Face à cette impasse, les autorités ont décidé de changer de cap. « La nécessité de relancer un nouvel avis de sollicitation est en réflexion. Parallèlement, le gouvernement a engagé des études dans les villes de Douala et Yaoundé avec Scania pour mettre en place un véritable système de transport par bus. Les termes de référence sont déjà finalisés », révèle Patrick Mfoulou. Concrètement, il s’agit d’un projet co-construit avec le constructeur suédois Scania, soutenu par l’agence suédoise de financement public Swedfund.
SCANIA PRÉPARE LE TERRAIN
Interrogé par Défis Actuels, François Lechat, directeur général de Scania West Africa, confirme que des études de faisabilité sont bel et bien en cours, partiellement financées grâce à Swedfund. « Ce n’est pas un partenariat direct entre Scania et le gouvernement camerounais, mais entre le gouvernement suédois via Swedfund et le gouvernement camerounais via le ministère de l’Habitat et du Développement Urbain (Minhdu) », précise-t-il.
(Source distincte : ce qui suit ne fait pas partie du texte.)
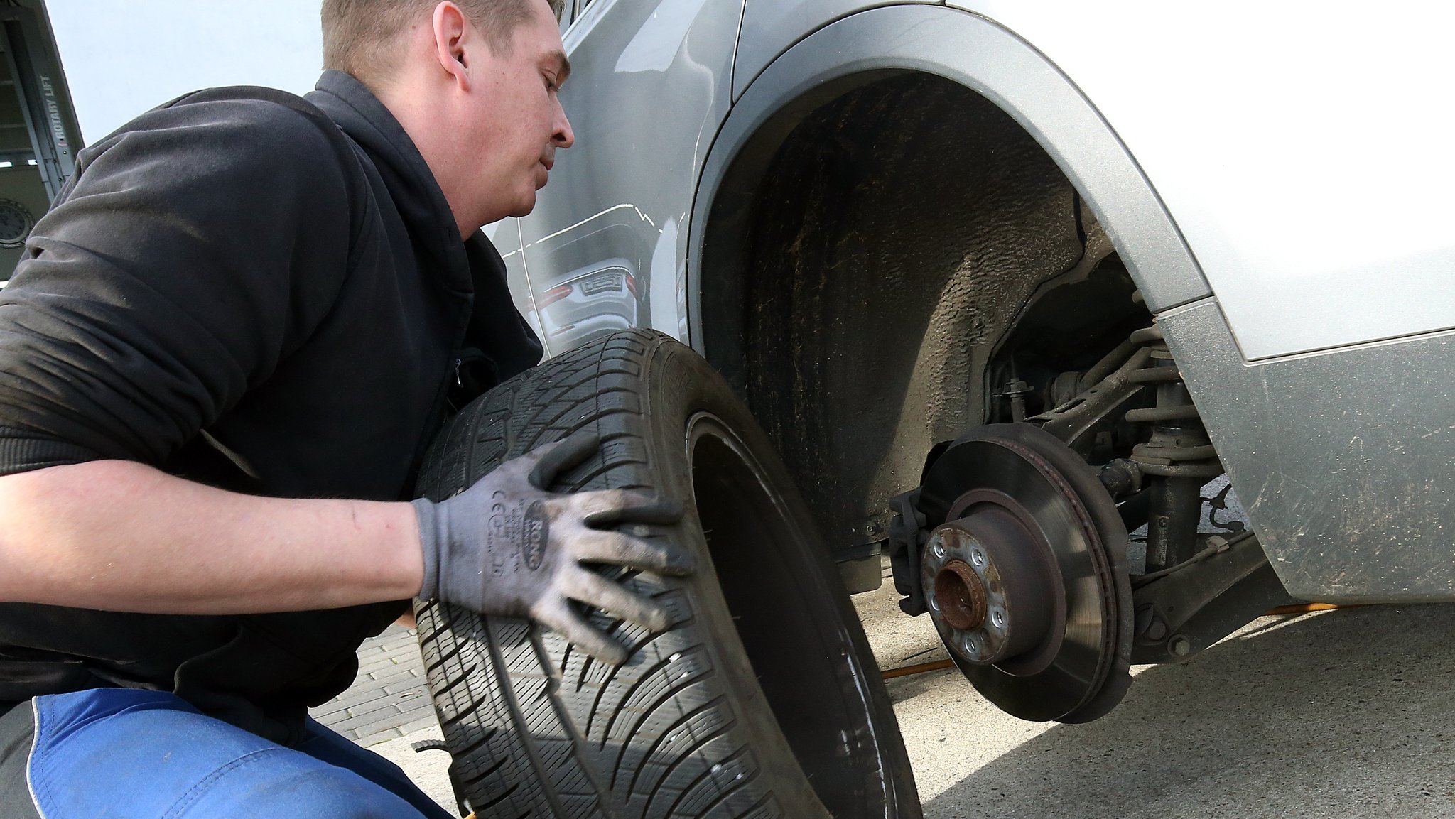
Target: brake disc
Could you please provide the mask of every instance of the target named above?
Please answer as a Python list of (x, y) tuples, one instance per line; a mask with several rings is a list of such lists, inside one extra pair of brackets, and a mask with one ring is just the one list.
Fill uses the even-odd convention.
[(1027, 423), (956, 441), (925, 474), (925, 602), (975, 688), (1026, 720), (1090, 722), (1131, 685), (1126, 528), (1091, 467)]

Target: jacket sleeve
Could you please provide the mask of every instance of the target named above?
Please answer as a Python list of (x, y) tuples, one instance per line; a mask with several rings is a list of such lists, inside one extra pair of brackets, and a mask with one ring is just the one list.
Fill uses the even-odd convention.
[(266, 380), (342, 287), (356, 163), (281, 92), (192, 95), (83, 151), (0, 291), (0, 474), (162, 464)]

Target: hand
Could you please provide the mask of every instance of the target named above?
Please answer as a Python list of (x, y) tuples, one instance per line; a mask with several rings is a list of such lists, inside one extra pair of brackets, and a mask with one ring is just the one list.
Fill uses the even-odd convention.
[(601, 448), (576, 434), (496, 467), (474, 486), (434, 503), (415, 500), (425, 554), (422, 598), (482, 614), (531, 617), (597, 658), (620, 665), (627, 652), (592, 628), (569, 601), (604, 608), (658, 631), (661, 605), (582, 566), (611, 563), (658, 575), (687, 575), (691, 556), (602, 527), (621, 522), (672, 524), (678, 503), (620, 489), (556, 495), (556, 476)]

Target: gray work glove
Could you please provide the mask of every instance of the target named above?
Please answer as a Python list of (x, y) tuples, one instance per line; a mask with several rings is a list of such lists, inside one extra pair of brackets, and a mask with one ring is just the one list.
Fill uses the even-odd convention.
[(671, 524), (677, 503), (620, 489), (556, 495), (546, 487), (601, 447), (595, 435), (576, 434), (505, 461), (454, 498), (415, 500), (425, 551), (419, 596), (482, 614), (531, 617), (597, 658), (620, 665), (627, 650), (592, 628), (572, 599), (607, 610), (659, 631), (668, 626), (661, 605), (629, 592), (582, 566), (610, 563), (685, 575), (691, 557), (601, 527), (623, 522)]

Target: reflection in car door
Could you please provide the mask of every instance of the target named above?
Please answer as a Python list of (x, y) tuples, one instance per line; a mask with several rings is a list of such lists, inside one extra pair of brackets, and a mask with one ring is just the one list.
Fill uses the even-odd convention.
[(519, 221), (547, 355), (631, 324), (684, 337), (682, 223), (730, 105), (742, 0), (570, 6), (576, 79), (560, 99), (576, 144), (557, 153), (550, 185)]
Ces études, indispensables, doivent permettre de calibrer le projet avec précision. « Nous avons besoin d’informations fiables pour construire un réseau adapté. Notre partenaire, RHT Africa, chargé du design du réseau, doit disposer de données précises afin que nous puissions offrir les bons produits et services (véhicules et services associés) », poursuit François Lechat.
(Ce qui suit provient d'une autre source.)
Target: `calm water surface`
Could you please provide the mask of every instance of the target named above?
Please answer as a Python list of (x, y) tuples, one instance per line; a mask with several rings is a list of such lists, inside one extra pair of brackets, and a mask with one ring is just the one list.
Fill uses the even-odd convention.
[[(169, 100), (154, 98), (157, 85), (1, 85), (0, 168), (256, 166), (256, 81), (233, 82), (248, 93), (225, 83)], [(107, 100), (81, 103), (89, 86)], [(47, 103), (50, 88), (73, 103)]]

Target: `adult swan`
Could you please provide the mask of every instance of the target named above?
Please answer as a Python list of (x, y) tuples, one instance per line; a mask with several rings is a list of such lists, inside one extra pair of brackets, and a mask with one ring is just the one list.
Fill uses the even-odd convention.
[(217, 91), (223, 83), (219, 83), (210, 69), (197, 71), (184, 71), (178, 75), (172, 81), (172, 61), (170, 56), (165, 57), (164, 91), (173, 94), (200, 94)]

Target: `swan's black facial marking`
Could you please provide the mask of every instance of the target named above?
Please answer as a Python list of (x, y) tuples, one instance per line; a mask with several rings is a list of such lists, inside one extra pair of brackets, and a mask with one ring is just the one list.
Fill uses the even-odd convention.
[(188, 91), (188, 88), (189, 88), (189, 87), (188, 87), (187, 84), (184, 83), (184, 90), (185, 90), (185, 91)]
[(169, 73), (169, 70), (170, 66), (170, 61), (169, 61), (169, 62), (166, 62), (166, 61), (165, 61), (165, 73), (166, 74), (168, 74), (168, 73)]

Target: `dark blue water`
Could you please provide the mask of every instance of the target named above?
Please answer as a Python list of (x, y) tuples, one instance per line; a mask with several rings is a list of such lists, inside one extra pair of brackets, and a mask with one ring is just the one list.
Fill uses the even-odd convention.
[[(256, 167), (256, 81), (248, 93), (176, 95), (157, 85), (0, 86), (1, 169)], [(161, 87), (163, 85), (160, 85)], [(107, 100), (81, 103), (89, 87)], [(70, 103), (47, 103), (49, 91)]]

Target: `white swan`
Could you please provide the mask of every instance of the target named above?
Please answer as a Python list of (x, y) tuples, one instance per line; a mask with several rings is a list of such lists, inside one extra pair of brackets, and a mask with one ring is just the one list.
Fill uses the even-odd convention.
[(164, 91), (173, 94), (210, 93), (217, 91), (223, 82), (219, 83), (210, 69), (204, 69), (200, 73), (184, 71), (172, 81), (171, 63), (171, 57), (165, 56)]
C’est d’ailleurs Scania qui est à l’initiative de ces études, ayant sollicité Swedfund pour soutenir le projet. « Ces études doivent nous fournir toutes les informations nécessaires pour concevoir un réseau urbain efficace », insiste-t-il.
UN PROJET STRUCTURÉ AU PLUS HAUT NIVEAU
Les études de faisabilité ne sont que la première étape d’un projet beaucoup plus vaste. Le 4 avril 2024, une délégation de Scania a été reçue par le Premier ministre Joseph Dion Ngute pour lui présenter cette vision, élaborée depuis deux ans avec RHT Africa et l’opérateur camerounais Intercity Blue Bus. L’objectif est de déployer 600 bus à Yaoundé et Douala d’ici 2027, en complément des futurs Bus Rapid Transit (BRT).
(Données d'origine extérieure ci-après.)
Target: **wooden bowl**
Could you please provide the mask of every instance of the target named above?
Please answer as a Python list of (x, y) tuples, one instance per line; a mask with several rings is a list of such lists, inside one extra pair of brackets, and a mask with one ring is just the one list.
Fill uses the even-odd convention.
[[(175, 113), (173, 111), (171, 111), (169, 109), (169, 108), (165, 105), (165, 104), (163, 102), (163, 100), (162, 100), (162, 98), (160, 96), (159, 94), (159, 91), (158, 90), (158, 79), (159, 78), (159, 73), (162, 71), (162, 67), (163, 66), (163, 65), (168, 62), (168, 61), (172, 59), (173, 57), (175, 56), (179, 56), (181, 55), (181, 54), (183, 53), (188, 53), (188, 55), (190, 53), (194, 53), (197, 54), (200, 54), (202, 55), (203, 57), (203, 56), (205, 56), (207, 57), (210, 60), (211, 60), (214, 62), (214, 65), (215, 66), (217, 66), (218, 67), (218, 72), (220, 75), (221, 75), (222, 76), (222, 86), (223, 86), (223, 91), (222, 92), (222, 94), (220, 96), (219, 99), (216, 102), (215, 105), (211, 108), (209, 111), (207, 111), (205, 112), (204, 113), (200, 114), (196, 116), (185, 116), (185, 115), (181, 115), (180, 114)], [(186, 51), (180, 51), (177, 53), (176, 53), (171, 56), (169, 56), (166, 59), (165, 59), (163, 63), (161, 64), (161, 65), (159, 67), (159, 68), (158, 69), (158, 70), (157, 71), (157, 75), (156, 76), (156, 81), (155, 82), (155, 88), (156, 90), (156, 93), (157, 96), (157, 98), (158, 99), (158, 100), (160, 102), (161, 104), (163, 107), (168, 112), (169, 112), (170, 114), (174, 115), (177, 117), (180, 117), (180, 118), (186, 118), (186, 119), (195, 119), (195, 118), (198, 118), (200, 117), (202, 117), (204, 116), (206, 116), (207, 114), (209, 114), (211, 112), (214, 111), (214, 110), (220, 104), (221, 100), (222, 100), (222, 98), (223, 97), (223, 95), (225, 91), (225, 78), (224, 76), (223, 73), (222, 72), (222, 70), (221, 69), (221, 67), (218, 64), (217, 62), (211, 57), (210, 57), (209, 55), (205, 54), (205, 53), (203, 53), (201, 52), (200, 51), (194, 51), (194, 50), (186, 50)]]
Le projet prévoit aussi la réhabilitation des dépôts existants, l’installation de quelque 500 arrêts par ville, ainsi que la mise en place de portiques de lavage pour les véhicules. Au cœur de cette stratégie, une flotte verte, composée de bus fonctionnant à 100 % au biodiesel ou au biogaz, avec l’ambition de produire localement ces carburants à partir de déchets ou de graines d’hévéa. La modernisation ne s’arrête pas aux véhicules. Elle inclut une billettique dématérialisée, une information en temps réel pour les usagers, la création d’autorités de transport locales inspirées d’Abidjan (AMUGA) et de Dakar (CETUD), ainsi qu’un dispositif robuste de maintenance (pièces détachées, ateliers, assistance technique par Scania sur place).
Le projet intègre aussi un vaste programme de formation, avec l’objectif de former 2 000 conducteurs et techniciens locaux. Pour soutenir cet investissement ambitieux, Scania propose un crédit acheteur garanti par l’État suédois, afin de ne pas alourdir immédiatement la dette publique du Cameroun. Et si ce projet pilote se révèle concluant, Scania et RHT Africa envisagent de s’implanter durablement dans le pays.